Curious to understand what might account for this ubiquitous notion of oneness, Marc Potenza ’87, ’93PhD, ’94MD, a professor of psychiatry and neuroscience at Yale, looked inward—not in an introspective, third-eye sort of way, but using technologically sophisticated medical imaging. Through fMRI scans, Potenza and six colleagues, including first author Lisa Miller ’88, with Columbia’s Teachers College, learned what parts of the brain are most active and least active during personalized spiritual experiences. (“Spiritual” in this case was not synonymous with “religious”; it may have included, for instance, moments of overwhelming witness to the natural world or intense physical activity.)

The researchers interviewed 27 young adults, gathering from each interviewee personal information related to individual spiritual, relaxing, or stressful experiences. Audiotapes based on these experiences were played back to study participants as they lay inside of an fMRI, which measures brain activity. One of the central observations during the replay of spiritual experiences was a decrease in activity in the inferior parietal lobe, a section of the brain understood to relate to our sense of self.

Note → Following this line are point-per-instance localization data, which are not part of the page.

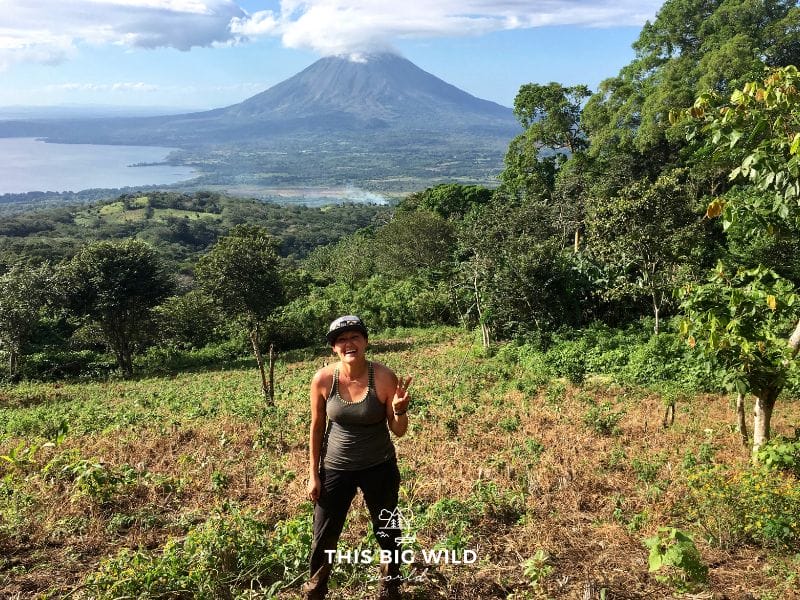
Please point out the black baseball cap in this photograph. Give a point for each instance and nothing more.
(345, 323)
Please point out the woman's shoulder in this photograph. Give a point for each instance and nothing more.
(324, 376)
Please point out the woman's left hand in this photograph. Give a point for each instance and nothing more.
(401, 398)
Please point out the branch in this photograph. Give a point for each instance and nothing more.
(794, 341)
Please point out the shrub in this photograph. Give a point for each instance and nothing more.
(676, 558)
(224, 555)
(758, 506)
(781, 454)
(568, 359)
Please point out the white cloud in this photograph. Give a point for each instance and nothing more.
(49, 31)
(358, 26)
(120, 86)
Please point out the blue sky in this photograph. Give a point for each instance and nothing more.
(210, 53)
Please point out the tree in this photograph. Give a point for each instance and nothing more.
(115, 284)
(743, 321)
(550, 116)
(449, 200)
(413, 241)
(648, 239)
(516, 272)
(690, 47)
(24, 291)
(242, 274)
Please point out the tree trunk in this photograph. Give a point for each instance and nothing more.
(272, 374)
(484, 327)
(794, 341)
(762, 414)
(255, 341)
(12, 363)
(741, 422)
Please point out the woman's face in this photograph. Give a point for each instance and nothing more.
(350, 346)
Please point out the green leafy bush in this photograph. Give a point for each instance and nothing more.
(220, 558)
(757, 506)
(782, 454)
(567, 359)
(676, 559)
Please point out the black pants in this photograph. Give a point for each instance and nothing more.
(380, 485)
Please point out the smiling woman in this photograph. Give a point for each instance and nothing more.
(361, 401)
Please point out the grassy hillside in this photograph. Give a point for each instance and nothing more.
(181, 226)
(188, 483)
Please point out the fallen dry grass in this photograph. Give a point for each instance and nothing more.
(535, 476)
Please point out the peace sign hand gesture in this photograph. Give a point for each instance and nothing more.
(401, 398)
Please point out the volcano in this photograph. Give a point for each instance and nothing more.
(338, 121)
(382, 93)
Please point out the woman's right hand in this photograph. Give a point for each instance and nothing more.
(314, 487)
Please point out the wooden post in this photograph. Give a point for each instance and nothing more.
(272, 374)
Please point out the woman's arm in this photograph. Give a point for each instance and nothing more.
(394, 394)
(317, 431)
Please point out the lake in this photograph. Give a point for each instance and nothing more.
(30, 165)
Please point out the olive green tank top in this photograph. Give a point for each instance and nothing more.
(357, 436)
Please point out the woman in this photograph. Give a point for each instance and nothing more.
(361, 401)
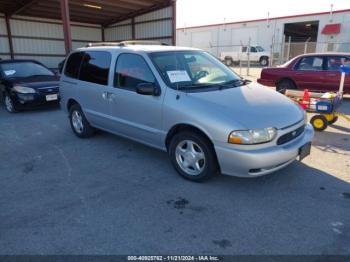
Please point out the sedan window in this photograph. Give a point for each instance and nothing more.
(311, 63)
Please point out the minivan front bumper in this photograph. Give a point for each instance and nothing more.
(258, 162)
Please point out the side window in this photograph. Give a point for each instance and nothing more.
(311, 63)
(95, 67)
(73, 65)
(334, 62)
(132, 70)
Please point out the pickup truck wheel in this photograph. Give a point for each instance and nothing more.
(264, 61)
(79, 123)
(285, 84)
(193, 156)
(228, 61)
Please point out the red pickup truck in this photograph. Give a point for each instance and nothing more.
(316, 72)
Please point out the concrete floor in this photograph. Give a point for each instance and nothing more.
(108, 195)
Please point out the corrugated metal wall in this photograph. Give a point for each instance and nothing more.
(156, 25)
(42, 39)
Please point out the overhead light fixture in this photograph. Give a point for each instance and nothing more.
(93, 6)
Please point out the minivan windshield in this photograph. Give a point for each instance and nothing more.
(24, 69)
(193, 70)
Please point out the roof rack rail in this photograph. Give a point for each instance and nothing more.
(125, 43)
(142, 42)
(103, 44)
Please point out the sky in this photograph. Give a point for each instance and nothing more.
(204, 12)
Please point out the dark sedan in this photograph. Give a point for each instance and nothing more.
(27, 84)
(316, 72)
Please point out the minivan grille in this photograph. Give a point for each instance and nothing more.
(291, 135)
(48, 90)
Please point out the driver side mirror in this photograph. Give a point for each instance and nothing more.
(148, 89)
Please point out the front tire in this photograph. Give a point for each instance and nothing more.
(193, 156)
(80, 125)
(9, 104)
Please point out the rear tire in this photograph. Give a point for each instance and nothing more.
(285, 84)
(193, 156)
(80, 125)
(9, 104)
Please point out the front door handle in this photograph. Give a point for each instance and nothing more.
(331, 75)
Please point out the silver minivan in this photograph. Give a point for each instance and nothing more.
(186, 102)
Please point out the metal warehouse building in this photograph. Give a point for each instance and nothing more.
(284, 37)
(46, 30)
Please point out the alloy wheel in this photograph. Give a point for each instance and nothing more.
(190, 157)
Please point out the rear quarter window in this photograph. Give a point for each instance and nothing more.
(73, 65)
(95, 67)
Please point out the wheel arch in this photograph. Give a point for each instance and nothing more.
(70, 103)
(185, 127)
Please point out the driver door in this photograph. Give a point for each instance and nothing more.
(134, 115)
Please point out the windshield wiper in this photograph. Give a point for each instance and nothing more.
(238, 82)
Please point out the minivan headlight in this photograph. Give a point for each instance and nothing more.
(254, 136)
(23, 90)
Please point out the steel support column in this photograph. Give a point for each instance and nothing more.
(173, 4)
(133, 31)
(66, 25)
(9, 35)
(103, 34)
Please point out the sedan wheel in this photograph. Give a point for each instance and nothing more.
(77, 122)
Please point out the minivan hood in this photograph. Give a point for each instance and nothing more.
(36, 81)
(252, 106)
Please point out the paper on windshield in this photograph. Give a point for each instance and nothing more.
(9, 72)
(178, 76)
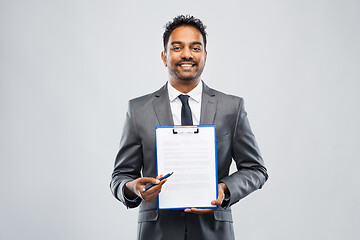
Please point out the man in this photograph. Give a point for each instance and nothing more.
(185, 55)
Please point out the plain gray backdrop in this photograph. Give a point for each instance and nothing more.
(68, 68)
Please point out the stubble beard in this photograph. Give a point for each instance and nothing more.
(177, 75)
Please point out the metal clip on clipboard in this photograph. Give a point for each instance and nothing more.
(185, 129)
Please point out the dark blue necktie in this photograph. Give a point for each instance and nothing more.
(186, 118)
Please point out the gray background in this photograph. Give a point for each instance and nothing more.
(67, 69)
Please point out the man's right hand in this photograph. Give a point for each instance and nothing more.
(135, 188)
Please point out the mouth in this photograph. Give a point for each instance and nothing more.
(187, 66)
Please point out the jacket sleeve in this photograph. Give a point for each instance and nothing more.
(251, 173)
(128, 161)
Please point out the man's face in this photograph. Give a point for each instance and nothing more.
(185, 55)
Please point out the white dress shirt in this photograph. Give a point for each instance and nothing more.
(194, 103)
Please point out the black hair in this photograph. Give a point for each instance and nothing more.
(183, 20)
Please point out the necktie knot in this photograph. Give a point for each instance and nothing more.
(186, 118)
(184, 99)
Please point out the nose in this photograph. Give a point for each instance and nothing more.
(186, 53)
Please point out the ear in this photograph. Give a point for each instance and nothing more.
(163, 57)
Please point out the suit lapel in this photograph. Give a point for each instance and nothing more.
(162, 106)
(208, 106)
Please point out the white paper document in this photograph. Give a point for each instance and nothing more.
(189, 152)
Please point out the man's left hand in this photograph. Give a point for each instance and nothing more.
(221, 195)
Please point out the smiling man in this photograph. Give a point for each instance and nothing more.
(186, 100)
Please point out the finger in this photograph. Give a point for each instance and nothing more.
(146, 180)
(216, 202)
(198, 211)
(153, 190)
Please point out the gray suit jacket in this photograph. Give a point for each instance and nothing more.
(137, 154)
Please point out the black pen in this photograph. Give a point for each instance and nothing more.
(150, 185)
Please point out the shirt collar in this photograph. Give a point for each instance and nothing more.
(195, 94)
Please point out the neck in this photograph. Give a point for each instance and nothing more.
(184, 86)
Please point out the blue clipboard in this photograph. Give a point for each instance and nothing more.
(190, 151)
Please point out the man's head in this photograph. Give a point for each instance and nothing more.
(184, 49)
(182, 20)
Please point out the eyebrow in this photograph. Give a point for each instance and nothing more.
(193, 43)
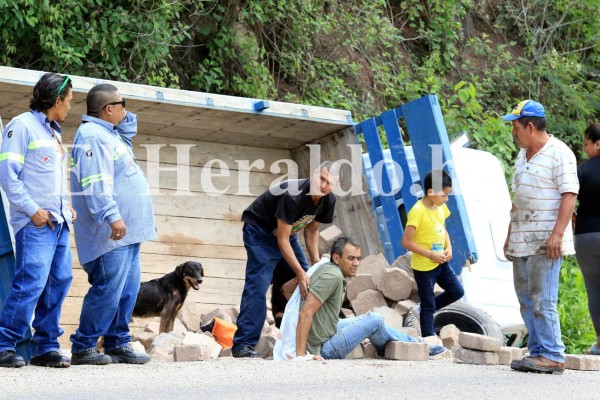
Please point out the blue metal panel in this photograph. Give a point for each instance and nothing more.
(7, 273)
(427, 134)
(394, 136)
(426, 129)
(388, 200)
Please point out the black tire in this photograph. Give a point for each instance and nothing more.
(467, 319)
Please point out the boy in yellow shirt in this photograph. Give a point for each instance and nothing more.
(426, 236)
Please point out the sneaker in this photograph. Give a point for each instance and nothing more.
(126, 355)
(90, 357)
(246, 352)
(413, 319)
(543, 365)
(51, 359)
(436, 352)
(10, 359)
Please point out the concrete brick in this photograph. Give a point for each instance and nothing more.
(582, 362)
(475, 341)
(414, 296)
(145, 338)
(373, 265)
(449, 335)
(167, 341)
(178, 327)
(367, 300)
(233, 313)
(476, 357)
(395, 284)
(369, 350)
(507, 354)
(190, 316)
(160, 354)
(187, 353)
(226, 353)
(208, 347)
(327, 237)
(409, 331)
(266, 342)
(192, 353)
(218, 312)
(404, 306)
(390, 316)
(359, 284)
(153, 327)
(356, 354)
(407, 351)
(137, 347)
(433, 341)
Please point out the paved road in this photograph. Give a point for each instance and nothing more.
(260, 379)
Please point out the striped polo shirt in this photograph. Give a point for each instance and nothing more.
(537, 186)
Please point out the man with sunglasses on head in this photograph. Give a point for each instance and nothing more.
(32, 173)
(112, 199)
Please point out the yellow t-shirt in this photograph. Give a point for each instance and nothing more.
(430, 232)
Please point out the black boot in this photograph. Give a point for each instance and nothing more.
(10, 359)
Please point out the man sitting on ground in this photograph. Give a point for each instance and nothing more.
(320, 334)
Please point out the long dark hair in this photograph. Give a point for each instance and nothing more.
(593, 132)
(50, 87)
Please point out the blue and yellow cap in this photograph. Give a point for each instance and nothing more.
(526, 108)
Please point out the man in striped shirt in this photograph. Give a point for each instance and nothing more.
(545, 187)
(32, 173)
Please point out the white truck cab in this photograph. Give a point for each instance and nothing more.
(490, 305)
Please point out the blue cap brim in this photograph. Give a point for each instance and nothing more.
(511, 117)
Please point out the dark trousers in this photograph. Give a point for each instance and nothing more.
(264, 257)
(588, 257)
(430, 303)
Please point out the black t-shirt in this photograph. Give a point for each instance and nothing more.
(291, 202)
(588, 212)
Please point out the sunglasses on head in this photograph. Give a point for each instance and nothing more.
(114, 103)
(65, 82)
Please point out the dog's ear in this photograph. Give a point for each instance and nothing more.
(179, 270)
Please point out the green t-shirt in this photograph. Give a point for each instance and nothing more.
(329, 286)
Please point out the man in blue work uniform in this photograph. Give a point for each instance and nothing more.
(32, 173)
(111, 196)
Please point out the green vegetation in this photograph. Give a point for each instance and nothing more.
(479, 56)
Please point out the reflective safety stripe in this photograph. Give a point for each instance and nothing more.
(36, 144)
(119, 151)
(13, 157)
(95, 178)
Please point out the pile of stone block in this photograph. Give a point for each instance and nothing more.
(187, 342)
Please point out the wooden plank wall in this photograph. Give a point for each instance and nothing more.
(200, 225)
(354, 215)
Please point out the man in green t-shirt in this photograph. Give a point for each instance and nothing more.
(320, 333)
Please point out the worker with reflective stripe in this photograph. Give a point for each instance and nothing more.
(112, 198)
(33, 166)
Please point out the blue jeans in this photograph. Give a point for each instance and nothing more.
(352, 331)
(263, 257)
(108, 305)
(430, 303)
(536, 284)
(42, 279)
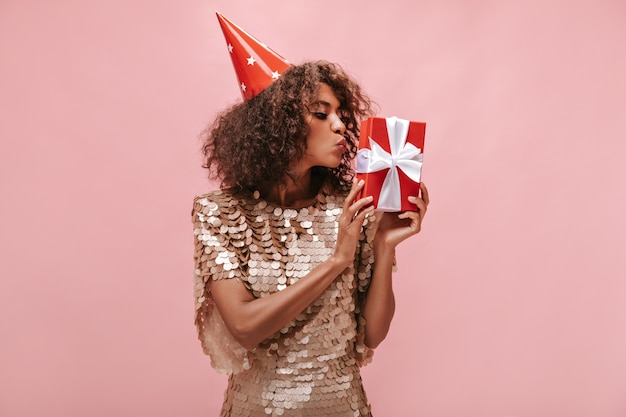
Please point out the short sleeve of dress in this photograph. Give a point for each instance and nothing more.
(364, 264)
(215, 257)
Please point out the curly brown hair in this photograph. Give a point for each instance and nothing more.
(251, 144)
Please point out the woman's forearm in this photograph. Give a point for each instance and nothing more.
(380, 302)
(252, 320)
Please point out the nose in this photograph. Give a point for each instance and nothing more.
(337, 125)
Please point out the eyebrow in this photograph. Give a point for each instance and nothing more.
(324, 103)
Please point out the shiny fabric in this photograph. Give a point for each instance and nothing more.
(311, 366)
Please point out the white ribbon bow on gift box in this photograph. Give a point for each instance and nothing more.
(405, 156)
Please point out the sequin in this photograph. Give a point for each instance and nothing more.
(311, 366)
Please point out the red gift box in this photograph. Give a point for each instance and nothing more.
(390, 161)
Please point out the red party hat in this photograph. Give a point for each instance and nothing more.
(256, 65)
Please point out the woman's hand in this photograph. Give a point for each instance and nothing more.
(350, 223)
(393, 228)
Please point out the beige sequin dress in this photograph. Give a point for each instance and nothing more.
(311, 366)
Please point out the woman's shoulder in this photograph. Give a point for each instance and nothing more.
(215, 202)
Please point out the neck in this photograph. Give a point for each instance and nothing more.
(293, 192)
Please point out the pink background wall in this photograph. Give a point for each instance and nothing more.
(511, 302)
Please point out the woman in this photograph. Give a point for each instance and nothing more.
(293, 276)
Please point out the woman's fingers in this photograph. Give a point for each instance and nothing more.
(357, 186)
(425, 196)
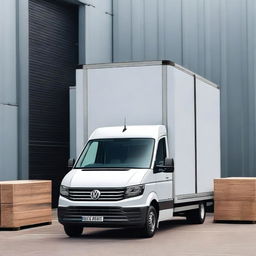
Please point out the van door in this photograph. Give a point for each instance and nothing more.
(164, 183)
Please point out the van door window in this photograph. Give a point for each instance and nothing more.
(161, 152)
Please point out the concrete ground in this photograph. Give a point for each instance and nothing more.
(173, 238)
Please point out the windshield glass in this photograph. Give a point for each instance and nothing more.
(117, 153)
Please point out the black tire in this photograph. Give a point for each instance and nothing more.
(73, 231)
(150, 225)
(197, 216)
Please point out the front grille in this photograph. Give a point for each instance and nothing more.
(110, 214)
(80, 194)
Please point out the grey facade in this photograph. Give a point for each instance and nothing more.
(215, 39)
(94, 15)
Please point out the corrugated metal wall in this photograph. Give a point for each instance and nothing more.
(8, 98)
(215, 39)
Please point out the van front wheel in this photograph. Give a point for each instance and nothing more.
(73, 230)
(150, 225)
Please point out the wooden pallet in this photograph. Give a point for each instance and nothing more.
(235, 199)
(25, 203)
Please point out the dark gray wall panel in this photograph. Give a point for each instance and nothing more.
(52, 63)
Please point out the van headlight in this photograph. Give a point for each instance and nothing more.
(134, 191)
(64, 191)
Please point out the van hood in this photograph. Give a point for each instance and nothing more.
(104, 177)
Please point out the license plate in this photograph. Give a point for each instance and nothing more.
(92, 218)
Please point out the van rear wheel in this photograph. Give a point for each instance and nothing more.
(197, 216)
(73, 230)
(150, 225)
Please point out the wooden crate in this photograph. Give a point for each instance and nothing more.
(235, 199)
(25, 202)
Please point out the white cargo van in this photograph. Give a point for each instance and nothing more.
(152, 147)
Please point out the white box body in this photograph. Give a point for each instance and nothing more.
(155, 93)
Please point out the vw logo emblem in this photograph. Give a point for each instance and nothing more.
(95, 194)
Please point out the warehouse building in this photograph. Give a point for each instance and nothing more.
(43, 42)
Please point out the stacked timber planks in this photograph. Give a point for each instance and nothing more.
(235, 199)
(25, 202)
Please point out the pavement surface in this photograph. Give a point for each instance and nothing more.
(173, 238)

Though speculative, the study generates an important new methodology for linking our spiritual experiences with our neurobiology. (The results were published in Cerebral Cortex.) Potenza hopes to build on this work with a larger investigation into whether different types of spiritual experience present different “neural signatures.”

As an expert on addiction, Potenza also sees a potential application of the work. “Given the importance people ascribe to spirituality—not just in the day-to-day, but also in recovering from addiction, from depression—this work lays the foundation for further research into how we might help clinical populations achieve this recovery,” he says.